愛媛県初の暴走族騒動

 暴走族の発祥はというと、米騒動と同じ富山県です。昭和47年(1972)6月のこと。富山市国鉄駅前で群衆と一体化し、暴徒となることがありました。

 愛媛県では、この年の夏、週末になると今治港務所前広場に暴走族が集まり、取締りの警官に投石したりしたのが、初めての暴走族騒動です。今治港務所から今治市役所前までの広小路で、暴走族たちは、様々な違法行為を繰り返しました。

 この暴走行為を見物しようと、観衆が市役所前の歩道橋や沿道に多数集まり、声援を送ったため、暴走行為が更にエスカレートしたこともありました。現在のように、見物人が騒動を起こすと取り締まることができる法律がなかったため、この見物人たちの行動に警察は手を焼いたようです。

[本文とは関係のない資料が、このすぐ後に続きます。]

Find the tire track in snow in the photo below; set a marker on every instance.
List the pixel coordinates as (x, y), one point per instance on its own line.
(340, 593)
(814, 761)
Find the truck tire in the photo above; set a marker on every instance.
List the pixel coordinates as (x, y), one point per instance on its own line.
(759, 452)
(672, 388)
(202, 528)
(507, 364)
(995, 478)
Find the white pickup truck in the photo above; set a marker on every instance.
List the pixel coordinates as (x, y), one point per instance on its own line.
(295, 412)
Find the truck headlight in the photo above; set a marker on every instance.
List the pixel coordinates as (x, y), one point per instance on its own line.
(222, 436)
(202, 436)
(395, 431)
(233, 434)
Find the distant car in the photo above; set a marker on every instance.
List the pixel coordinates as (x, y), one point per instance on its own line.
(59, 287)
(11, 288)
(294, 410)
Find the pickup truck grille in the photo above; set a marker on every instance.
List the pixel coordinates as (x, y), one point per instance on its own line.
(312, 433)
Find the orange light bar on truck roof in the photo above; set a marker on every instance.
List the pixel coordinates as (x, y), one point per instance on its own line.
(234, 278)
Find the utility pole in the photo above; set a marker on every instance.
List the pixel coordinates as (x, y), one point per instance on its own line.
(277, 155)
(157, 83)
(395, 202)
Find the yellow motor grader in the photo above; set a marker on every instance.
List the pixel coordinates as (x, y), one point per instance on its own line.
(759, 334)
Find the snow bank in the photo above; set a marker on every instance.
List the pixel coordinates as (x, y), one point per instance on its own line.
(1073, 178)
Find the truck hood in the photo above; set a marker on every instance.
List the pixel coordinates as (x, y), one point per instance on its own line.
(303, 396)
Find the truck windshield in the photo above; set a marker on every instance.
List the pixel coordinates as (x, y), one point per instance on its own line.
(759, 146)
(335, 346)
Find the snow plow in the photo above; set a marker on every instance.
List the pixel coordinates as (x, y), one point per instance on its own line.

 暴走族騒動が県下に拡がったのは、翌年のこと。松山、新居浜より各都市に波及し、週末には暴走が相次いでいます。若さ特有の行動の意味は、理解できるのですが、他人に迷惑をかけるのはよくないこと。暴走行為は、事故や他人を巻き込むことが多く、騒音をまき散らす迷惑行為です。他の方法で青春を発散させることを望みます。

 米騒動と同じく、富山からはじまり、今治が愛媛県の暴走行為で最初になるのは、どういう理由からでしょうか。今治人が、反発のエネルギーを強く持っていることを示しているのでしょうか。